Now think about Jesus feeding the 5000. People gathered, and they were beginning to get hungry. Jesus asked what food they had. He was given a few loaves of bread and a few fish—the lunch of common fishermen—and Jesus multiplied the loaves and fish to feed the crowd, and in doing that he overturned the economy of the day. The Roman Emperor owned everything as far as the eye could see; even the fish in the sea belonged to the Emperor. It didn’t matter how you caught the fish, by luck, by hard work, or by miracle, the fish belonged to the Emperor. The miracle wasn’t that Jesus multiplied the loaves and fish; the miracle was that Jesus gave the loaves and fish out without getting a government sanctioned license, without going to heavily taxed market, without acknowledging the Emperor. He acknowledged God, and he gave it out as if all people belonged equally not to the kingdom of Rome but to the Kingdom of God. This is the Kingdom economy.
The kingdom economy is subversive because everyone receives what they need –not what they want or can buy—what they need in equal proportions, and they all are equally caught in the Kingdom fishnet.
The week that started remembering the patriotic justice work of Martin Luther King ended with gatherings across our nation and around the world both in celebration and in protest of our new President, and reminders that we must remain vigilant, that justice easily won is also easily stripped away, and that justice work is not merely a call of people of faith, but it is also a patriotic responsibility of us all. We have yet to see if this President will work toward justice for all, or for equality or for the unalienable rights of life liberty and the pursuit of happiness for all or just for his billionaire buddies. I’m open to being surprised that he might work for liberty and justice for all, and
However, I am also clear that I am a Christian pastor who is called to preach the gospel good news for all, including our President, if he is willing to listen.

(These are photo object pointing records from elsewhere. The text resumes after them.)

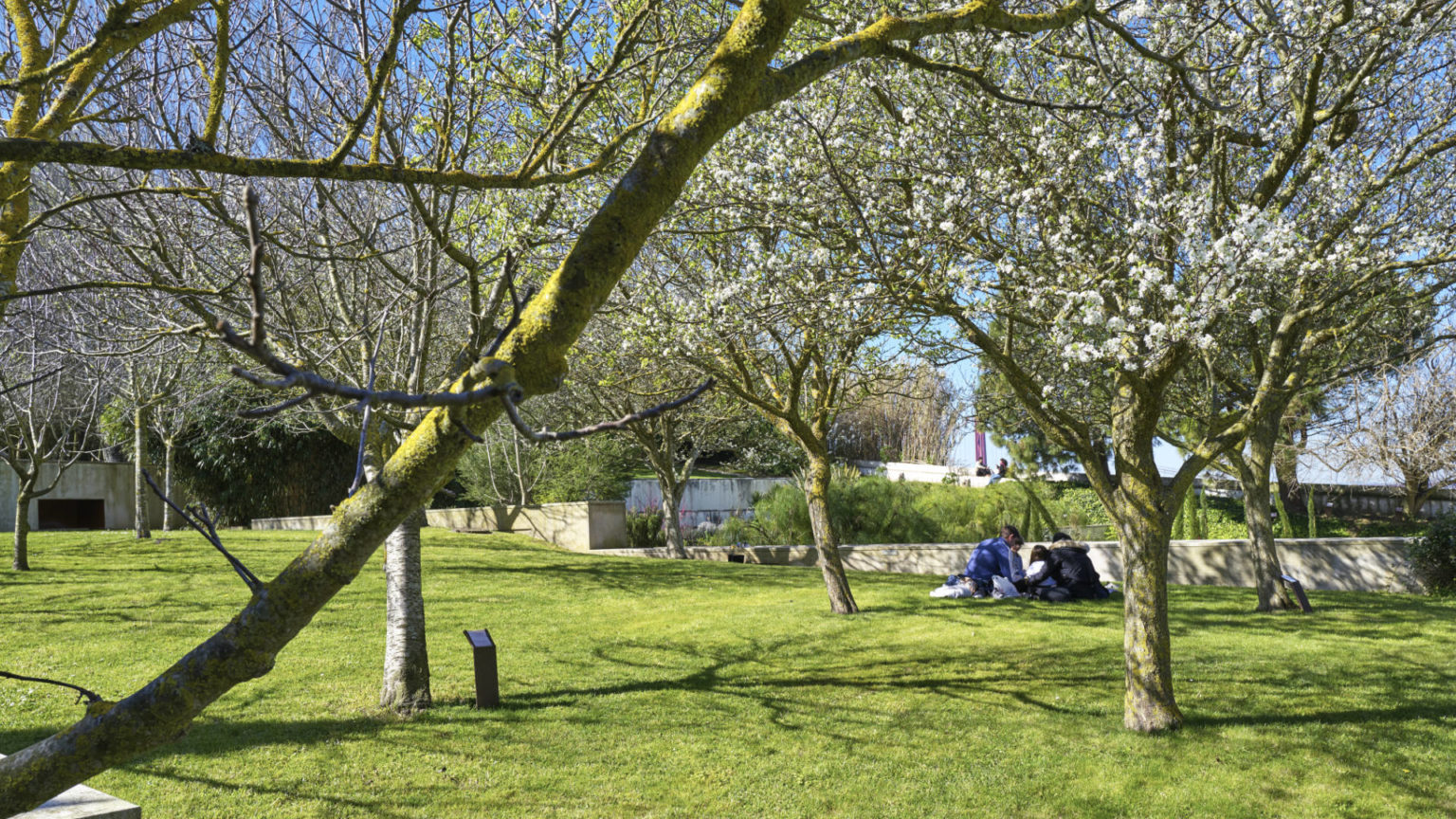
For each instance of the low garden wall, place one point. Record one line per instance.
(578, 526)
(1347, 564)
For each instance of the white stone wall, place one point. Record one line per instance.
(1349, 564)
(706, 500)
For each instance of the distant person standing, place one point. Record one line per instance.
(1002, 471)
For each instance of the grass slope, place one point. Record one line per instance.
(659, 688)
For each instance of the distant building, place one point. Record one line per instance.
(91, 496)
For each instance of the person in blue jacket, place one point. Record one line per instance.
(993, 557)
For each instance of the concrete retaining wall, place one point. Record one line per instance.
(300, 523)
(578, 526)
(108, 482)
(706, 500)
(1350, 564)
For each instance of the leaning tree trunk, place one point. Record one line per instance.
(407, 659)
(1417, 491)
(166, 482)
(826, 541)
(671, 520)
(1254, 479)
(138, 484)
(1143, 526)
(21, 560)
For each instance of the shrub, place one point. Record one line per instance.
(1434, 557)
(877, 510)
(646, 531)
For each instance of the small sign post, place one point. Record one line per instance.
(486, 677)
(1299, 592)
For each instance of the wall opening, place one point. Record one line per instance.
(70, 513)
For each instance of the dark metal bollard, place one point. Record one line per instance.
(486, 678)
(1299, 592)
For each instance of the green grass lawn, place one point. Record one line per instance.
(660, 688)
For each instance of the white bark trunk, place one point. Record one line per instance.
(407, 659)
(143, 526)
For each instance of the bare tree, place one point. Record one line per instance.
(1404, 425)
(919, 420)
(48, 404)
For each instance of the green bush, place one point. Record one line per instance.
(646, 531)
(1434, 557)
(877, 510)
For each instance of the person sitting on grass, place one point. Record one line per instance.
(1037, 573)
(1070, 569)
(992, 557)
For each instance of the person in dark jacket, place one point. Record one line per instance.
(1070, 566)
(1070, 569)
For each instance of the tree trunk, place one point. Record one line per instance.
(1254, 479)
(407, 661)
(21, 560)
(166, 482)
(1143, 526)
(826, 541)
(1309, 512)
(1417, 491)
(671, 523)
(1143, 509)
(138, 484)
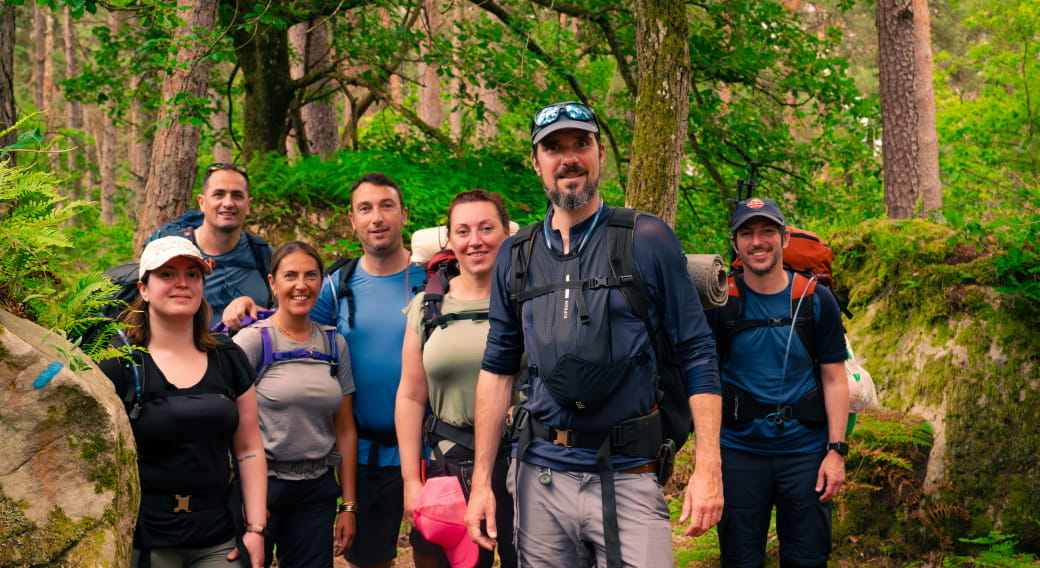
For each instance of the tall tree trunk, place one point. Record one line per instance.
(74, 109)
(141, 132)
(8, 112)
(488, 128)
(104, 133)
(175, 151)
(661, 107)
(311, 43)
(931, 185)
(39, 54)
(263, 55)
(430, 83)
(222, 152)
(456, 85)
(900, 149)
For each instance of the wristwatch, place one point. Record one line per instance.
(262, 531)
(840, 447)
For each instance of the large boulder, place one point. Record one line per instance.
(947, 338)
(69, 488)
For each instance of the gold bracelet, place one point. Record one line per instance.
(262, 531)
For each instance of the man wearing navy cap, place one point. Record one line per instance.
(587, 486)
(785, 404)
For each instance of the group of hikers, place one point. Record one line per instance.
(518, 408)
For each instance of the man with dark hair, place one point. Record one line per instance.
(785, 399)
(369, 315)
(590, 432)
(240, 260)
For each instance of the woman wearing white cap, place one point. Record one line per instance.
(190, 401)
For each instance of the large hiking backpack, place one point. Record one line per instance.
(441, 268)
(346, 266)
(673, 403)
(806, 254)
(185, 226)
(229, 356)
(125, 276)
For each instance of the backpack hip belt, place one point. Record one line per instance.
(306, 466)
(184, 504)
(385, 439)
(638, 437)
(435, 430)
(739, 408)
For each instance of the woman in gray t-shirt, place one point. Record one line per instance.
(305, 394)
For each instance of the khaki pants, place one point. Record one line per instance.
(561, 523)
(195, 558)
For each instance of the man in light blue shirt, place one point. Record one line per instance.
(382, 283)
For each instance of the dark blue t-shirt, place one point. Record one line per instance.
(758, 366)
(661, 266)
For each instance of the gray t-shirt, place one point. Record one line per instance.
(297, 398)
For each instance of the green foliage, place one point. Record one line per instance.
(998, 551)
(429, 180)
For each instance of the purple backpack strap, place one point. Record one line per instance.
(268, 350)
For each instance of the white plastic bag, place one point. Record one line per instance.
(862, 394)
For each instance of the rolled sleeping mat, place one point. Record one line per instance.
(708, 274)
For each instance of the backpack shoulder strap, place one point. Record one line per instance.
(346, 267)
(803, 312)
(520, 251)
(232, 359)
(621, 238)
(261, 259)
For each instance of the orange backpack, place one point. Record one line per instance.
(806, 254)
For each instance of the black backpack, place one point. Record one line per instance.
(229, 356)
(672, 399)
(346, 266)
(441, 268)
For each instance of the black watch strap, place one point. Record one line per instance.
(840, 447)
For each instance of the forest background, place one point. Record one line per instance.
(110, 111)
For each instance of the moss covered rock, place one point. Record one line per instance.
(944, 343)
(69, 489)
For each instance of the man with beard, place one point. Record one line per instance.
(579, 496)
(240, 260)
(782, 443)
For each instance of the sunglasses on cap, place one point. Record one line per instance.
(574, 111)
(217, 165)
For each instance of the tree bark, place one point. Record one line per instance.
(104, 133)
(74, 109)
(311, 43)
(900, 149)
(931, 185)
(8, 112)
(141, 132)
(430, 85)
(661, 107)
(175, 150)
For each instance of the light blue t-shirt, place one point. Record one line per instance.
(756, 365)
(374, 343)
(236, 274)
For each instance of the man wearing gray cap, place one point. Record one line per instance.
(587, 484)
(785, 399)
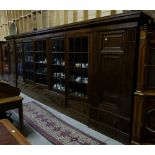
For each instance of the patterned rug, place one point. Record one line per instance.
(54, 129)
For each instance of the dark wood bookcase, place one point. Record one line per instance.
(28, 66)
(40, 62)
(58, 67)
(4, 61)
(100, 72)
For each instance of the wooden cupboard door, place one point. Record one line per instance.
(116, 63)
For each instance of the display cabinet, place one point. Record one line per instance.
(78, 66)
(3, 58)
(5, 62)
(57, 59)
(100, 72)
(143, 131)
(40, 62)
(12, 63)
(28, 61)
(19, 61)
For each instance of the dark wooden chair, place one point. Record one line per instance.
(10, 99)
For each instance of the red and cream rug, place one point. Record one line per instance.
(54, 129)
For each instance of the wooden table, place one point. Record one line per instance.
(9, 135)
(10, 103)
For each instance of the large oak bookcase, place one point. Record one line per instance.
(93, 67)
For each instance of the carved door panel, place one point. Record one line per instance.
(116, 80)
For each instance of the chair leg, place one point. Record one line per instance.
(21, 117)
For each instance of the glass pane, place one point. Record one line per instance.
(78, 66)
(58, 64)
(151, 77)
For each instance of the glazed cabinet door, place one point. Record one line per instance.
(12, 63)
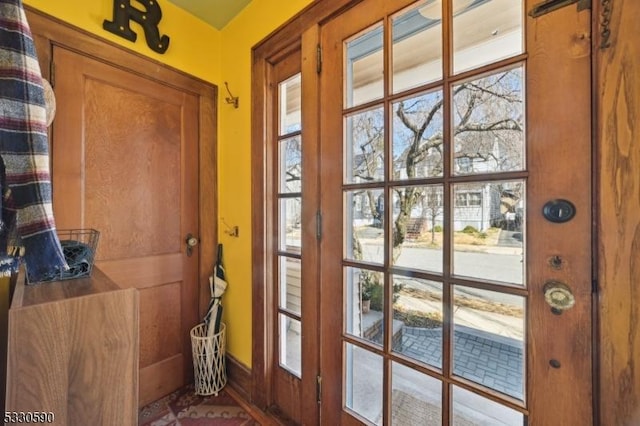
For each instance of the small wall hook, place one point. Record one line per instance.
(232, 100)
(232, 231)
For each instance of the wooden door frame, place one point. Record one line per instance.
(300, 31)
(48, 32)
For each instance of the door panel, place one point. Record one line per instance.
(441, 165)
(128, 167)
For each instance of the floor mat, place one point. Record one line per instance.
(185, 408)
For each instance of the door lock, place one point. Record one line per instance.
(191, 242)
(558, 295)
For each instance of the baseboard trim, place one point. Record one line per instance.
(239, 378)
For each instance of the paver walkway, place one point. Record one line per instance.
(491, 360)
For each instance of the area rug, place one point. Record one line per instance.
(185, 408)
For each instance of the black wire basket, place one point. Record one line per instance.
(79, 247)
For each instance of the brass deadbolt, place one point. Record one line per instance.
(558, 295)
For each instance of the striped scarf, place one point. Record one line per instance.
(27, 212)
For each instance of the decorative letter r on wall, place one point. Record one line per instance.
(123, 13)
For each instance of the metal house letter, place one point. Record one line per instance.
(123, 13)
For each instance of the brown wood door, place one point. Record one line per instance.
(448, 297)
(125, 162)
(292, 246)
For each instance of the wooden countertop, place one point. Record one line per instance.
(54, 291)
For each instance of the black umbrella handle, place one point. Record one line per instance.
(219, 261)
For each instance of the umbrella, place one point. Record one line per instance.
(217, 286)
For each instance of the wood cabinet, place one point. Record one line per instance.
(73, 351)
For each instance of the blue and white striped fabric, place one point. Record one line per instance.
(26, 196)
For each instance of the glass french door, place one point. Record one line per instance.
(451, 294)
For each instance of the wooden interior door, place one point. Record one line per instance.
(456, 254)
(125, 162)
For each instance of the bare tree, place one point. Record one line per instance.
(487, 116)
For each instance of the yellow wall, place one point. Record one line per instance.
(194, 46)
(214, 56)
(253, 24)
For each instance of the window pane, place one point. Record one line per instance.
(417, 307)
(364, 68)
(417, 49)
(418, 220)
(488, 346)
(417, 136)
(415, 398)
(488, 116)
(290, 96)
(290, 165)
(364, 230)
(364, 146)
(290, 284)
(290, 344)
(365, 302)
(363, 383)
(485, 32)
(470, 409)
(488, 241)
(290, 213)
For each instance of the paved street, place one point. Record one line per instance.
(493, 361)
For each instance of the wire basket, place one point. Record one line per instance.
(79, 247)
(209, 365)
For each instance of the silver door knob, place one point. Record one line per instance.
(558, 295)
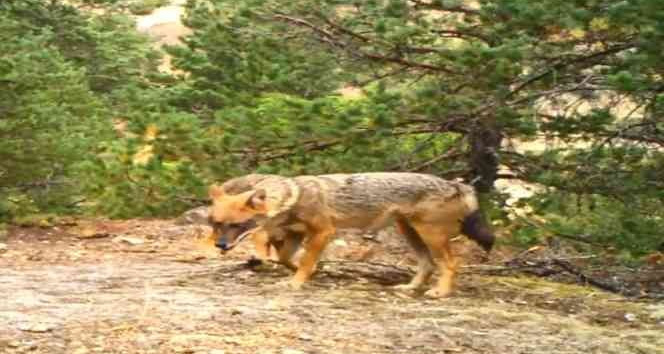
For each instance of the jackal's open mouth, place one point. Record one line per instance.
(238, 239)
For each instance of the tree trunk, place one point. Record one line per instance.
(484, 145)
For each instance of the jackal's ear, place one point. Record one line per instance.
(257, 200)
(215, 191)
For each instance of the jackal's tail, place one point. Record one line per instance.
(475, 226)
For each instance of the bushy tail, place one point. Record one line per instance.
(474, 226)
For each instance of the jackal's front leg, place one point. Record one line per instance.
(313, 247)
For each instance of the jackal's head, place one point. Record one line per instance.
(233, 216)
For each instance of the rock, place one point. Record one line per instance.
(292, 351)
(37, 327)
(340, 242)
(196, 216)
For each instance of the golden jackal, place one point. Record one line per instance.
(427, 210)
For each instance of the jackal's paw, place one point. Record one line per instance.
(406, 287)
(437, 293)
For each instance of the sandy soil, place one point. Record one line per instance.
(150, 287)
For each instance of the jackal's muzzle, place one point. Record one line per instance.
(228, 235)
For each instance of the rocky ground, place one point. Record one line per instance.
(153, 286)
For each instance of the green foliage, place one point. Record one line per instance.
(446, 87)
(145, 7)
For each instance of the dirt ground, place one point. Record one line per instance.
(152, 287)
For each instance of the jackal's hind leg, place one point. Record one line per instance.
(425, 265)
(437, 240)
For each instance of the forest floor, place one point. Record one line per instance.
(153, 286)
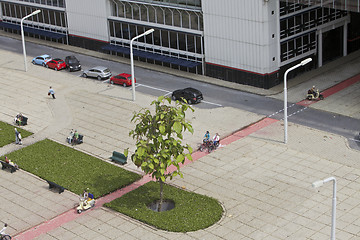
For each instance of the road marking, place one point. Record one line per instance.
(281, 110)
(212, 103)
(297, 111)
(159, 89)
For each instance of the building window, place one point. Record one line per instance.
(184, 18)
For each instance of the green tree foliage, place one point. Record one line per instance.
(159, 140)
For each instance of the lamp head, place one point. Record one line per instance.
(318, 184)
(306, 61)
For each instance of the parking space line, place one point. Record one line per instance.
(216, 104)
(159, 89)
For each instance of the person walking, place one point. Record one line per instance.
(16, 136)
(19, 136)
(52, 92)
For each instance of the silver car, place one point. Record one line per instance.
(97, 72)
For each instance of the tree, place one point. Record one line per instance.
(159, 140)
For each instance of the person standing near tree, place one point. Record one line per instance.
(2, 232)
(52, 92)
(20, 138)
(16, 136)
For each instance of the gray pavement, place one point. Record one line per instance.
(264, 185)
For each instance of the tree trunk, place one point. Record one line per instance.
(161, 194)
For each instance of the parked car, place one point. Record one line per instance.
(72, 63)
(97, 72)
(122, 79)
(191, 95)
(41, 60)
(56, 64)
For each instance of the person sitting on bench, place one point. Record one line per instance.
(19, 119)
(11, 162)
(75, 137)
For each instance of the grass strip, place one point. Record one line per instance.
(72, 169)
(7, 133)
(192, 211)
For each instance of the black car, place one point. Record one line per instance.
(72, 63)
(191, 95)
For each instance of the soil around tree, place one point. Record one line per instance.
(166, 205)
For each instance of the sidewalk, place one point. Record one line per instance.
(264, 185)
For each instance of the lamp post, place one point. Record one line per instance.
(132, 59)
(304, 62)
(22, 34)
(333, 218)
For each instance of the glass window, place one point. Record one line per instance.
(111, 28)
(190, 43)
(176, 18)
(168, 17)
(185, 19)
(152, 14)
(182, 41)
(165, 38)
(135, 12)
(173, 40)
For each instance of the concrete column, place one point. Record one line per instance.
(345, 39)
(320, 48)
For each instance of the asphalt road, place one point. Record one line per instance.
(157, 84)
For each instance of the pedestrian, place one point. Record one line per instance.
(52, 92)
(19, 136)
(16, 136)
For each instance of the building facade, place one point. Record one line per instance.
(249, 42)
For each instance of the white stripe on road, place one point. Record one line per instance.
(212, 103)
(354, 140)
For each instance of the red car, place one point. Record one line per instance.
(56, 64)
(122, 79)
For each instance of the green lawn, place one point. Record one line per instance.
(192, 211)
(7, 133)
(72, 169)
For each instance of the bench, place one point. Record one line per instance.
(54, 185)
(118, 158)
(8, 165)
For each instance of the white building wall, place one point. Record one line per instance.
(88, 18)
(238, 34)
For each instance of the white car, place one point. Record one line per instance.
(98, 72)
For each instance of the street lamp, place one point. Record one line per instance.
(132, 59)
(333, 218)
(304, 62)
(22, 34)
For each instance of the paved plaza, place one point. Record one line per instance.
(263, 185)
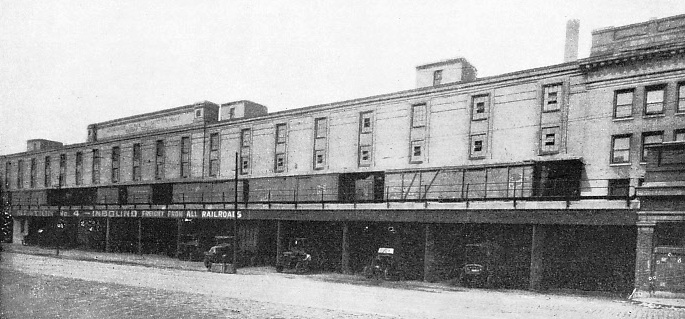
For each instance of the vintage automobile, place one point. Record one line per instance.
(296, 258)
(221, 253)
(482, 266)
(382, 266)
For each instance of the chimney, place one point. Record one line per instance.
(571, 47)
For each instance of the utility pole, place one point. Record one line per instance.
(235, 216)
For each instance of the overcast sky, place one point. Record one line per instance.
(67, 64)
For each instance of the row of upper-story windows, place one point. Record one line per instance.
(654, 100)
(621, 145)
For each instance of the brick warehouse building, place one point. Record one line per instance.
(545, 163)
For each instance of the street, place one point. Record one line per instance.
(48, 287)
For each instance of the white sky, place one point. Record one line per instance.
(67, 64)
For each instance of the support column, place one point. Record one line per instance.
(430, 254)
(279, 241)
(537, 257)
(345, 261)
(107, 248)
(643, 257)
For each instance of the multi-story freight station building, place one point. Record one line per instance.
(543, 162)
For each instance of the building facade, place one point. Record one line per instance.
(544, 162)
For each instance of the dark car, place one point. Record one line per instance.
(382, 266)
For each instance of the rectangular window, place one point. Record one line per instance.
(32, 180)
(549, 142)
(437, 77)
(96, 166)
(116, 155)
(244, 164)
(20, 174)
(479, 107)
(280, 133)
(681, 98)
(417, 152)
(279, 165)
(320, 127)
(48, 172)
(214, 144)
(136, 162)
(650, 138)
(478, 146)
(620, 149)
(619, 187)
(160, 159)
(185, 157)
(8, 166)
(366, 122)
(654, 100)
(418, 115)
(365, 155)
(551, 98)
(319, 159)
(679, 135)
(623, 103)
(62, 170)
(79, 168)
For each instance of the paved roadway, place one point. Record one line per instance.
(47, 287)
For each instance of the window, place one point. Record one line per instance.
(418, 115)
(116, 155)
(623, 103)
(319, 159)
(280, 133)
(245, 137)
(244, 164)
(79, 168)
(48, 172)
(20, 174)
(681, 98)
(478, 146)
(654, 97)
(279, 165)
(551, 98)
(437, 77)
(550, 140)
(62, 170)
(32, 180)
(417, 152)
(214, 144)
(619, 187)
(320, 127)
(96, 167)
(160, 159)
(8, 166)
(185, 157)
(365, 155)
(136, 162)
(650, 138)
(679, 135)
(479, 106)
(365, 122)
(620, 149)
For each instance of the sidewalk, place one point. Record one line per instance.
(160, 261)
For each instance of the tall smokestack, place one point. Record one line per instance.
(571, 47)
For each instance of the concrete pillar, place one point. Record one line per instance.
(537, 257)
(107, 236)
(643, 257)
(345, 261)
(430, 254)
(140, 236)
(279, 241)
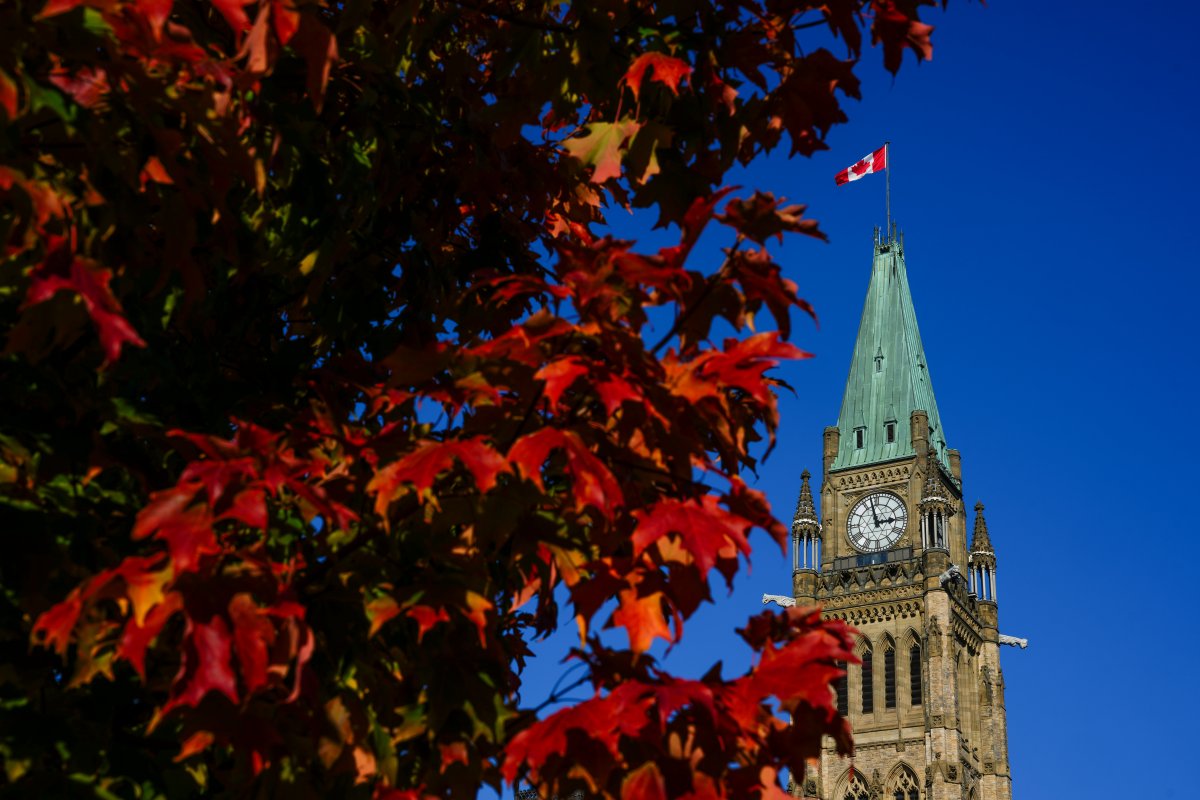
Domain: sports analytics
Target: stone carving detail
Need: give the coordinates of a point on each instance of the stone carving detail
(949, 575)
(876, 785)
(934, 637)
(889, 475)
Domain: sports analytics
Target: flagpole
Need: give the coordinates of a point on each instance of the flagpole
(887, 181)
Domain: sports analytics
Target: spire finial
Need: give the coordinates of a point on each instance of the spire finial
(805, 512)
(935, 488)
(981, 542)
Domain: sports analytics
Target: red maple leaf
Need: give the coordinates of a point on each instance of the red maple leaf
(665, 68)
(705, 528)
(593, 483)
(423, 465)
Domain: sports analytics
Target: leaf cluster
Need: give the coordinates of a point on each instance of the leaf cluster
(322, 389)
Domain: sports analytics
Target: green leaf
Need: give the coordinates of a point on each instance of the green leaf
(601, 146)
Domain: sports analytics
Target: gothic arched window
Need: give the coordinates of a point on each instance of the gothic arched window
(915, 673)
(857, 789)
(889, 677)
(868, 684)
(904, 785)
(841, 690)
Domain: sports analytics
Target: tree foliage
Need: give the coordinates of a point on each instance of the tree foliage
(322, 389)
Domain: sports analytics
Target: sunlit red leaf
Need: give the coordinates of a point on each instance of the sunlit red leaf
(90, 281)
(286, 19)
(705, 528)
(593, 483)
(423, 465)
(207, 666)
(645, 783)
(55, 626)
(601, 719)
(642, 618)
(664, 68)
(252, 636)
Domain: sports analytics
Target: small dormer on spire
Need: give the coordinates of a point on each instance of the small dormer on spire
(935, 489)
(982, 560)
(805, 529)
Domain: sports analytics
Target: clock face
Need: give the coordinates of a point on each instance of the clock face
(876, 522)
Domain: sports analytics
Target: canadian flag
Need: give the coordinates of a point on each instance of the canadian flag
(873, 163)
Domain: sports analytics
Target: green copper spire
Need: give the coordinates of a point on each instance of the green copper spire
(888, 374)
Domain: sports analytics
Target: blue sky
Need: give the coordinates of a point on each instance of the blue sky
(1045, 176)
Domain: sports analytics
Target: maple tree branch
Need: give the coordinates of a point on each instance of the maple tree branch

The gospel good news is not that kingdom of God is for the wealthy only, but that the Kingdom of God is lived out as we makes sure there is justice for ALL. The good news is not that the Kingdom of God is there waiting for the righteous and holy at their death or at the end of time, but that the kingdom is available for everyone, equally, now as we pursue our unalienable rights of life, liberty, and happiness, The Kingdom of God assures that justice is gained not at the expense of others, but in the full sharing of their lives, liberty and happiness. Moving toward the Kingdom of God will take perseverance to stand up when we merely work toward justice for some. And it will take faith, faith that, in a world where all news is suspect, the gospel is good news, true and factual, and intended for all. The gospel good news is that the Kingdom is at hand; it is nearer than we think. The gospel good news is that the Kingdom of God, which can be right here and right now, offers justice for all. The good news is that the Kingdom offers the unalienable rights to life liberty and the pursuit of happiness, not in accordance to what we want, but in accordance to what each of us needs, and this is good news for all who wish to hear.
God, in this weird week of gatherings and marches, a week of unfathomable changes, a week of speeches on justice and speeches on making America First, week when factual news is questioned, we trust in your gospel good news. Today, we take a step out in faith, and we trust that you will guide us on the stairway.
As we follow your Beloved One, may we be given the net to fish for faithful followers. Amen.